N'empêche que, pendant quelques jours, la crise politique suspendait son vol. Entre Chirac et Sarkozy, un modus vivendi semblait s'établir, en dépit certes de quelques anicroches sur le cas de l'adhésion de la Turquie à l'UE ... dans quinze ans ! Et si l'autorité de Chirac dans son propre parti n'était pas totalement restaurée à la veille de Noël, elle paraissait au moins replâtrée et consolidée de surcroît par l'appel du PS à voter oui au référendum sur la Constitution européenne. D'ailleurs, tout le discours susurré par le chef de l'État lors de ses voeux télévisés est comme une main tendue au PS. Chirac répète les mots-clés des jolis discours de gauche - solidarité, paix, justice sociale, fraternité - comme s'il voulait s'assurer que chaque sympathisant du PS mettra bien, le jour venu, un bulletin " oui " dans l'urne ; comme si, affaibli parmi les siens, il entendait prendre plus directement appui sur le PS pour garder l'équilibre à la tête de l'État et s'élever ainsi " au dessus des clans ". Mais Chirac n'a pas le temps de monter sur son cheval car, à peine les cérémonies protocolaires du nouvel an terminées, Sarkozy, lui, repart au galop.

Sarkozy, le bras d'honneur

Tout d'abord, comme le notait l'Humanité le 14 décembre, " il n'a fallu que deux semaines à l'ancien ministre de l'Économie pour jeter les bases d'une prise totale de contrôle de l'appareil UMP ". Ainsi, le secrétaire général délégué est un ami de longue date de Sarkozy, et le chef de cabinet du président de l'UMP n'est autre que Cécilia Sarkozy. De plus, dans chaque région, Sarkozy place ses délégués régionaux, nommés par lui, pour influer sur les fédérations qui doivent élire prochainement leurs représentants au conseil national du " mouvement ". Présentant ses voeux à la presse le jeudi 13 janvier, après quelques semaines de répit, Sarkozy a repris dare-dare son offensive contre Chirac, sur tout ce qui peut fâcher : refus à peine voilé de l'adhésion de la Turquie à l'UE, politique d'immigration " à l'américaine ", mais aussi quelques objections à la baisse des impôts envisagée par Raffarin.
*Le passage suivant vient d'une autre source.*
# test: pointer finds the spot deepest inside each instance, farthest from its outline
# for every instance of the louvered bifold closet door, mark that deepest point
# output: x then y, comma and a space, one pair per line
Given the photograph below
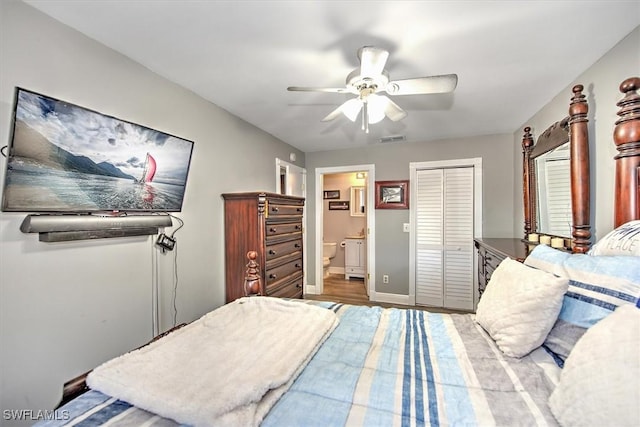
429, 237
444, 238
458, 242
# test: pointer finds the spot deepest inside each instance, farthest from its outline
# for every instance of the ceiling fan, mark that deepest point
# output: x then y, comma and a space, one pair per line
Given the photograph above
368, 81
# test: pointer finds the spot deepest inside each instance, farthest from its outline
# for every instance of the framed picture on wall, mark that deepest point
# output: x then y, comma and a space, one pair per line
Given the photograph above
392, 194
332, 194
339, 206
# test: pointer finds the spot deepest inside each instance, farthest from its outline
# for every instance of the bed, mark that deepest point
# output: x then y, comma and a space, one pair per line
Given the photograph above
538, 350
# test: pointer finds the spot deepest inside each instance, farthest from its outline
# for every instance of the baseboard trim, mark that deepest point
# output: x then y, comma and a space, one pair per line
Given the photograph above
391, 298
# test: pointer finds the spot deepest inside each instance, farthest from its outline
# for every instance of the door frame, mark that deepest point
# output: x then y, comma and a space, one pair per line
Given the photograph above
476, 163
371, 221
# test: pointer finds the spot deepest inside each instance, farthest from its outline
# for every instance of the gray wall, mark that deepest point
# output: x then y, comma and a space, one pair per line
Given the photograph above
392, 163
66, 307
601, 82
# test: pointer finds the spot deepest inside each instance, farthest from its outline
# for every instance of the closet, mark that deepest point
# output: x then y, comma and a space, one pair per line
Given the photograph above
444, 231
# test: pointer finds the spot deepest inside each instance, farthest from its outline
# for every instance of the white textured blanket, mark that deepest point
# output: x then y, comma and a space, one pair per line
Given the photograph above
227, 368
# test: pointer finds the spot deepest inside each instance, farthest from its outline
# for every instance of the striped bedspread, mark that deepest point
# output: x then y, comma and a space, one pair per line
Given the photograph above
383, 367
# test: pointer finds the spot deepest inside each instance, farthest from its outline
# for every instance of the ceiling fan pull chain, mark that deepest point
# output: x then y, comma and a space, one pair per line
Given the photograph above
365, 117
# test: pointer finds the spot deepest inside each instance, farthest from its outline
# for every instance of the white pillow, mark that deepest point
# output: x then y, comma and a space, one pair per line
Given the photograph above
519, 306
599, 383
624, 240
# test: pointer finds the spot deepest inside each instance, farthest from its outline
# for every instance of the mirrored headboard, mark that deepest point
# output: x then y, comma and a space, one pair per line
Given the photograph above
556, 179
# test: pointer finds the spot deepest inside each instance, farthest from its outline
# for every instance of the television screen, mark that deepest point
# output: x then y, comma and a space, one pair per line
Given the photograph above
66, 158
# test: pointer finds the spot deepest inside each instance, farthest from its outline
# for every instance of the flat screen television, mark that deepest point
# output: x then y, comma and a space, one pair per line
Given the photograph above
67, 158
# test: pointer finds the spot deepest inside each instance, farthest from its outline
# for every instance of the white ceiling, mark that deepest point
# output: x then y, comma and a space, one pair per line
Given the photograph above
511, 57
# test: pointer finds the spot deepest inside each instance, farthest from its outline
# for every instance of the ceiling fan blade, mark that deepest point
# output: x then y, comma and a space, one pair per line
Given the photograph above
351, 109
320, 89
372, 61
423, 85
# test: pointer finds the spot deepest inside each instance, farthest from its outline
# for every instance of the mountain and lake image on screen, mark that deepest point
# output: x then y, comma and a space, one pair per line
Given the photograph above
66, 158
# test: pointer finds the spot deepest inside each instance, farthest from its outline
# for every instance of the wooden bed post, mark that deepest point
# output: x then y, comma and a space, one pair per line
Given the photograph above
252, 282
527, 179
626, 137
580, 188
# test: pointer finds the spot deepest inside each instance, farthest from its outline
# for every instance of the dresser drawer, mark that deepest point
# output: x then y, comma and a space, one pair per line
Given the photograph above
287, 289
280, 229
275, 210
283, 272
281, 249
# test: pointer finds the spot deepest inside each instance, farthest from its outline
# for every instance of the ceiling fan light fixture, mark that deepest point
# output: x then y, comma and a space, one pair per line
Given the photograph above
352, 108
376, 106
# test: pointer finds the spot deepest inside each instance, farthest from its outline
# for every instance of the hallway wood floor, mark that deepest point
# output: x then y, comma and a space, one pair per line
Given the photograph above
337, 289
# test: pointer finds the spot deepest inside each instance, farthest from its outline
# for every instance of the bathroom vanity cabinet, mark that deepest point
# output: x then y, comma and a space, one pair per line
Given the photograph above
355, 258
271, 225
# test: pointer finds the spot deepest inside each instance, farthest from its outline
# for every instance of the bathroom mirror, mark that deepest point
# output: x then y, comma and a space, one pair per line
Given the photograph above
565, 144
358, 203
553, 187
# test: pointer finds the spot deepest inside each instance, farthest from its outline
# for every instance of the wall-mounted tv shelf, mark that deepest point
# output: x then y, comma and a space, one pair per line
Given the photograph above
66, 227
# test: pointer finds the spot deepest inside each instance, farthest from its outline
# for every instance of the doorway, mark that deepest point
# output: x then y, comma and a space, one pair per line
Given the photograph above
322, 209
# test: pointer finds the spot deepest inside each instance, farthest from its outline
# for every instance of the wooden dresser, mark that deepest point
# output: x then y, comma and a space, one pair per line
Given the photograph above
491, 252
271, 225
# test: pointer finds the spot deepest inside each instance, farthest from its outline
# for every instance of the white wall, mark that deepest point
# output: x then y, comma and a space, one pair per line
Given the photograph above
66, 307
601, 87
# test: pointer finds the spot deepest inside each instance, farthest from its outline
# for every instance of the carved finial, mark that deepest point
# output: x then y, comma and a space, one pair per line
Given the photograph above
252, 276
578, 107
527, 138
629, 108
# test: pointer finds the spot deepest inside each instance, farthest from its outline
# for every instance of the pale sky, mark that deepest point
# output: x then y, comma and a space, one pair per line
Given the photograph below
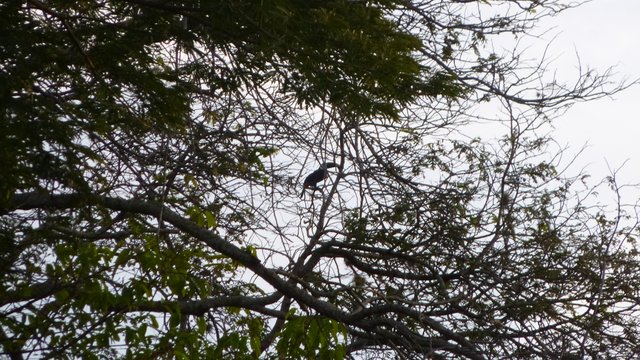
603, 33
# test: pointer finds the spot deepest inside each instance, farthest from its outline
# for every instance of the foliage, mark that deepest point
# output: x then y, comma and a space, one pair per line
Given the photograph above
153, 151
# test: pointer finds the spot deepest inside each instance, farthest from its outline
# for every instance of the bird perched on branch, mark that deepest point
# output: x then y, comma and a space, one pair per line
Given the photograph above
311, 181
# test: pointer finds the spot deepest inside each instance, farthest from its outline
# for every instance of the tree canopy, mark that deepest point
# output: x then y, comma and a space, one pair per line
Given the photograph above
153, 154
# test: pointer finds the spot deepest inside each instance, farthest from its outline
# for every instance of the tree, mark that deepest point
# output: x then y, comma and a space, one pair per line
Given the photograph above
153, 153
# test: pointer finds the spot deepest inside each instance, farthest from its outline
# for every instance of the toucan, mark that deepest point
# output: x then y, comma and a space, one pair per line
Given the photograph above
311, 181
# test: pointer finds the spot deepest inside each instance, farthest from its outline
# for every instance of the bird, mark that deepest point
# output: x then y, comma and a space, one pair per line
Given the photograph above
311, 181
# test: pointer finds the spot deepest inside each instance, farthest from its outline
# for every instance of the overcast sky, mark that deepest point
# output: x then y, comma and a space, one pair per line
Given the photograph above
603, 33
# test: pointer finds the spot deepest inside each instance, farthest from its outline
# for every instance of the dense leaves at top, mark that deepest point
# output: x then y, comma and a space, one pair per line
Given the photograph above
153, 151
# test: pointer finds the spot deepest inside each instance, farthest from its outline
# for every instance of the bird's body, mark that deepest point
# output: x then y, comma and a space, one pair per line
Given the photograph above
311, 181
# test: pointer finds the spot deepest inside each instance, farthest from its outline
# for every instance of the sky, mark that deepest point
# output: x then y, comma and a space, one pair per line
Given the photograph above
604, 33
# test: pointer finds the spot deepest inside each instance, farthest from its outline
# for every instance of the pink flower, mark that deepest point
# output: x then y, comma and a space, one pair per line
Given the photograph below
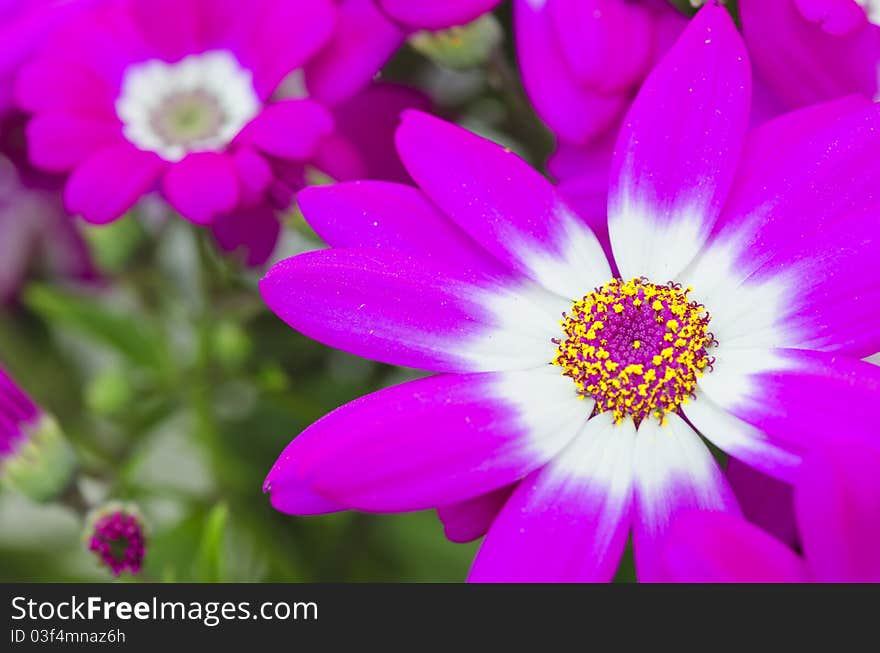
18, 415
837, 502
140, 94
808, 51
738, 303
435, 15
582, 61
35, 231
25, 26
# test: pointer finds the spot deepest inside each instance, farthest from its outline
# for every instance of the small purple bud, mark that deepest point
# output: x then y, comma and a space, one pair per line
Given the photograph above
116, 535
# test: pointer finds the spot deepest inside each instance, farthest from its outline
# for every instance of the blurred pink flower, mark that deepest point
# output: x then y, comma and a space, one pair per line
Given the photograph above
36, 233
808, 51
116, 535
560, 442
837, 503
187, 97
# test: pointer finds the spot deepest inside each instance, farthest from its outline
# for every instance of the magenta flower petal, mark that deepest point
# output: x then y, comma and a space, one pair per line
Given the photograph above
392, 307
295, 499
576, 113
764, 500
672, 165
471, 519
202, 186
608, 44
253, 230
59, 141
43, 86
503, 203
254, 172
104, 40
568, 521
392, 216
719, 548
290, 129
804, 58
436, 15
169, 27
432, 442
368, 121
674, 474
108, 183
364, 40
835, 16
288, 35
837, 499
775, 391
787, 213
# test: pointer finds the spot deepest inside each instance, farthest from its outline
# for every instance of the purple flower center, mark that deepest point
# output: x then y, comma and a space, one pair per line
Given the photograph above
118, 540
636, 347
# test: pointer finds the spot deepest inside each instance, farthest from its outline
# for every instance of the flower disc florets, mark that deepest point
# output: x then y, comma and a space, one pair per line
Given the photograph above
636, 347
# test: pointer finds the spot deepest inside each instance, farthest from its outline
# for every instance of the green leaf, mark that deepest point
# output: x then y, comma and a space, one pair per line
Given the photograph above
210, 563
129, 335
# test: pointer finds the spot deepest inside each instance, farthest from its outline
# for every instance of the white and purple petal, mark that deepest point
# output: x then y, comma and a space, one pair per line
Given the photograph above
674, 474
395, 307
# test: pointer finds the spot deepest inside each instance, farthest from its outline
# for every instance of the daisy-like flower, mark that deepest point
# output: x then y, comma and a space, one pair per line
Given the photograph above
117, 536
573, 390
35, 459
180, 96
837, 502
808, 51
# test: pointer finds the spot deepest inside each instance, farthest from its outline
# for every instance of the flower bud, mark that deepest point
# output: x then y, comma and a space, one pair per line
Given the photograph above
116, 535
35, 457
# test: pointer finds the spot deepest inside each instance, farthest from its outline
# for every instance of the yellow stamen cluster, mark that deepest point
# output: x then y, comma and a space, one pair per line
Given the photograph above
636, 347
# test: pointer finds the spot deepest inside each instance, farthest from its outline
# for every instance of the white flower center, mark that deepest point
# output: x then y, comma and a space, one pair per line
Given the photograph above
197, 104
872, 8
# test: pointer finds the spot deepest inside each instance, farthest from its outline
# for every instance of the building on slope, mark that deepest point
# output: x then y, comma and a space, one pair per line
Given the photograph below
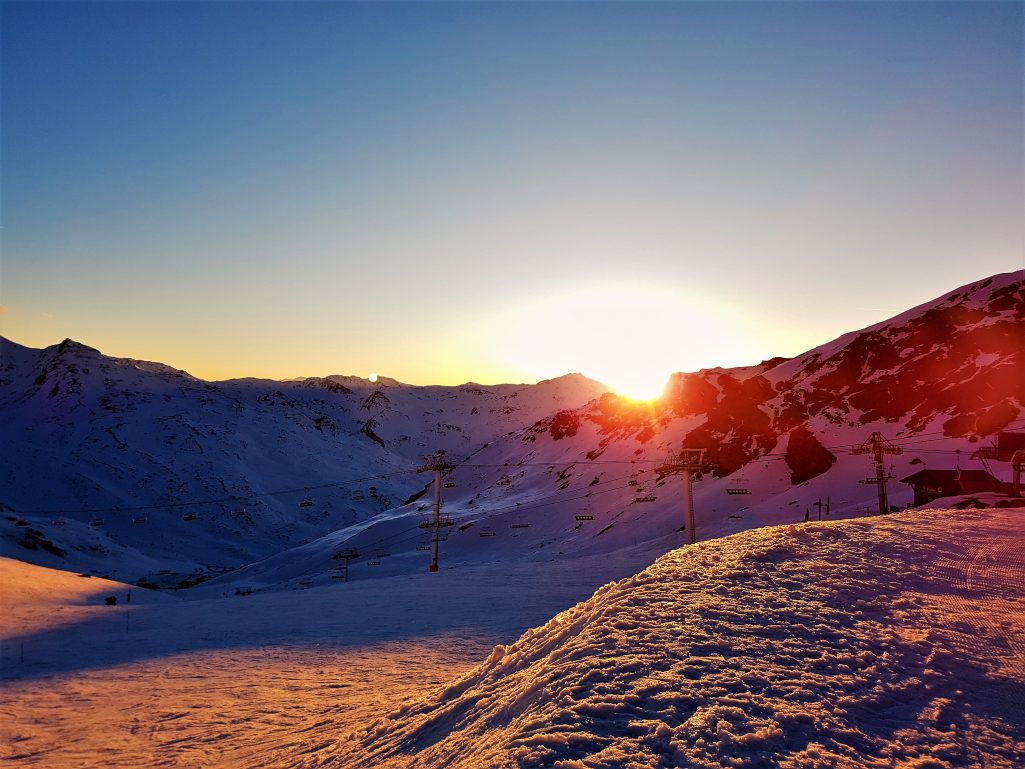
933, 484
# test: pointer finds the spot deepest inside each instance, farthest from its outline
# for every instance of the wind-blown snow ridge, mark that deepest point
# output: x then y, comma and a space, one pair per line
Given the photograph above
854, 644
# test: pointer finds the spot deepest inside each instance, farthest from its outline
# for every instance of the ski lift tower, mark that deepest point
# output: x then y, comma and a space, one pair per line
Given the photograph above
878, 446
437, 462
690, 463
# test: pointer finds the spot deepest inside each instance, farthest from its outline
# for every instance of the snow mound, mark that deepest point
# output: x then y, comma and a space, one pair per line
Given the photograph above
860, 643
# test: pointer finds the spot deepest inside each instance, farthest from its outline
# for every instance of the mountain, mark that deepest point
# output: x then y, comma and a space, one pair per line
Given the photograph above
99, 440
938, 381
556, 470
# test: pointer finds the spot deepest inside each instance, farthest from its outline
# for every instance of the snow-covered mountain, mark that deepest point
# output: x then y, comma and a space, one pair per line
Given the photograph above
559, 469
118, 466
938, 381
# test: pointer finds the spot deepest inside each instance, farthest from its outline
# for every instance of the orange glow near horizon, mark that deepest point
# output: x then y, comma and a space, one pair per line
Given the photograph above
630, 337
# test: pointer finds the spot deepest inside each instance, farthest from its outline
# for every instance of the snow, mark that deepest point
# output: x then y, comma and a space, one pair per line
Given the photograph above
267, 680
884, 642
889, 642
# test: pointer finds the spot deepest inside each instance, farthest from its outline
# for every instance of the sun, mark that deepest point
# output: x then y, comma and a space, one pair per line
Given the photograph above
629, 336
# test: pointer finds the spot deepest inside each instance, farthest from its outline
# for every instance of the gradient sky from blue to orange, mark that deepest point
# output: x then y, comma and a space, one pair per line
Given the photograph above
289, 189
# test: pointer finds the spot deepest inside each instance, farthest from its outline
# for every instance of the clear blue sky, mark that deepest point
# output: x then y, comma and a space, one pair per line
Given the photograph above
285, 189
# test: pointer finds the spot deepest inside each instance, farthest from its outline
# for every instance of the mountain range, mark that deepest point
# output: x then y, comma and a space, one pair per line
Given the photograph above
145, 473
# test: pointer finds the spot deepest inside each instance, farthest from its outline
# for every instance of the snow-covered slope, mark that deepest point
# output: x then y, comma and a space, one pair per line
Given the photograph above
548, 471
119, 466
896, 642
938, 380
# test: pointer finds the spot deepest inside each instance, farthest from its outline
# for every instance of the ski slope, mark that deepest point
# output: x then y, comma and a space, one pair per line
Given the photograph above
885, 642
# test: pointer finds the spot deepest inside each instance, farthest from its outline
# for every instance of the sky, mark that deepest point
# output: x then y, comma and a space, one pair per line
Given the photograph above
452, 192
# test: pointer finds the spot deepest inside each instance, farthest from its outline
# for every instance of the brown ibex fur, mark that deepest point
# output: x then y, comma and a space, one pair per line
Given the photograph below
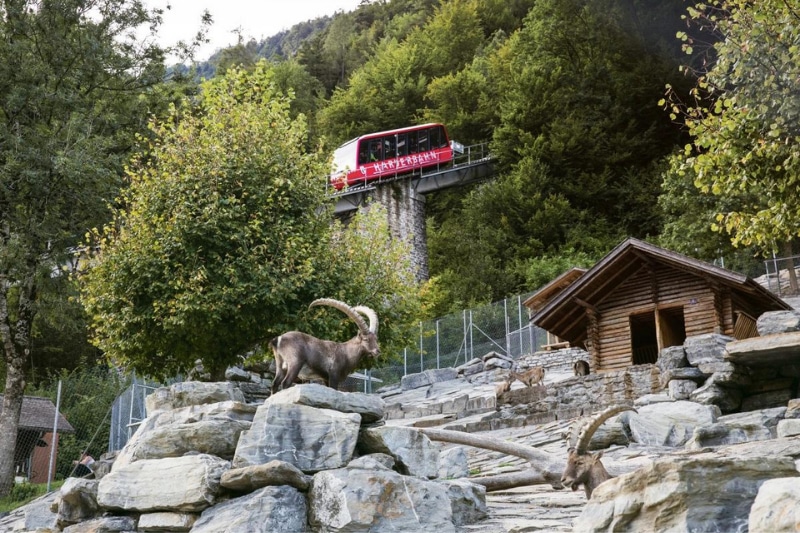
583, 467
503, 386
530, 377
581, 368
332, 360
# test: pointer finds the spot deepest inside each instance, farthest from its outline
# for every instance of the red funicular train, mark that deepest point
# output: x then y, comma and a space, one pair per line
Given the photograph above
390, 153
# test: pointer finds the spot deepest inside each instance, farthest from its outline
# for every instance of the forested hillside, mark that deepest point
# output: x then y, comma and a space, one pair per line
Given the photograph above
567, 92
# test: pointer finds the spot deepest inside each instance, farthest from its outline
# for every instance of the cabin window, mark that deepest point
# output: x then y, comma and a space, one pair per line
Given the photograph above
671, 327
644, 343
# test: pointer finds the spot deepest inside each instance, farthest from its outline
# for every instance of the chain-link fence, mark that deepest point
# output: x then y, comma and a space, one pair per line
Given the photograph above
64, 422
452, 340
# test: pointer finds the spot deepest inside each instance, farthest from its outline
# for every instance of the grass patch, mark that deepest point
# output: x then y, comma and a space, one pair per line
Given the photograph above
23, 493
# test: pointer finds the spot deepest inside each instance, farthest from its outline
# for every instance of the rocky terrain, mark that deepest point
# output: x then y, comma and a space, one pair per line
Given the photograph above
714, 445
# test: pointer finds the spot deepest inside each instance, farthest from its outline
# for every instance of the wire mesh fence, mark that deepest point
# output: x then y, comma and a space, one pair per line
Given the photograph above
65, 422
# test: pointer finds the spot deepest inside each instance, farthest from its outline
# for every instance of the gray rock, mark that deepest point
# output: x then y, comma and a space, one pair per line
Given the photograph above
106, 524
771, 350
268, 510
174, 432
414, 452
727, 399
737, 428
688, 372
191, 393
234, 373
214, 437
172, 522
778, 322
496, 362
453, 463
708, 348
370, 406
793, 408
186, 484
250, 478
681, 389
671, 358
775, 507
766, 400
77, 501
354, 499
311, 439
669, 424
467, 501
789, 427
39, 515
428, 377
701, 492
Debré brandit le spectre d'une " crise de régime "

Mais la question sur laquelle Sarkozy amorce une véritable rupture est celle de savoir comment sera désigné le candidat aux prochaines présidentielles. Sarkozy propose en effet ni plus ni moins la mise en place d'élections primaires pour désigner le candidat qui portera les couleurs de l'UMP. Ce qui provoque aussi sec la plus vive réaction de Jean-Louis Debré, qui considère cette proposition de Sarkozy comme " totalement contraire à la tradition de la Ve République ". À propos de Jean-Louis Debré, Le Monde écrit dans son édition du 15 janvier : " " l'élection présidentielle, c'est une rencontre entre un homme et les Français, pas une affaire de partis politiques ", a-t-il encore indiqué. N'hésitant pas à brandir le spectre d'une " crise de régime ", il a expliqué que le président de l'UMP " est dans une logique d'affrontement qui risque de mettre en cause l'équilibre du gouvernement " ". Effectivement, la proposition de Sarkozy est bel et bien une " hérésie ", antinomique avec la Ve République, puisque l'idée fondatrice de la Ve République réside précisément dans la toute-puissance du Chef de l'État, qui ne doit en aucun cas dépendre d'un parti politique - et encore moins d'une faction au sein de ce parti - mais pouvoir au contraire en disposer comme d'un " godillot ", comme d'une " société " à sa botte dont les membres lui font acte d'allégeance. Ainsi, placé au dessus de son propre parti auquel il ne doit rien et qui lui doit tout, le chef de l'État peut s'élever au dessus de tous les partis et au dessus de la classe dirigeante dont il est le représentant et paraître comme " au dessus de la nation ", incarnant son " unité ". Mais Jean-Louis Debré a beau dire, la tradition de la Ve République a du plomb dans l'aile car, dans les faits, le Chef de l'État en chair et en os qu'est Chirac ne dispose plus de son parti à sa guise. Il n'a rien du chef incontesté de sa propre " majorité " et ne doit aujourd'hui son salut qu'au PS, au PC et aux directions syndicales, qui font tout ce qu'ils peuvent pour aider le gouvernement à faire passer ses " réformes " contre la santé, les retraites, les services publics et le logements social. Ainsi commence une " crise de régime ".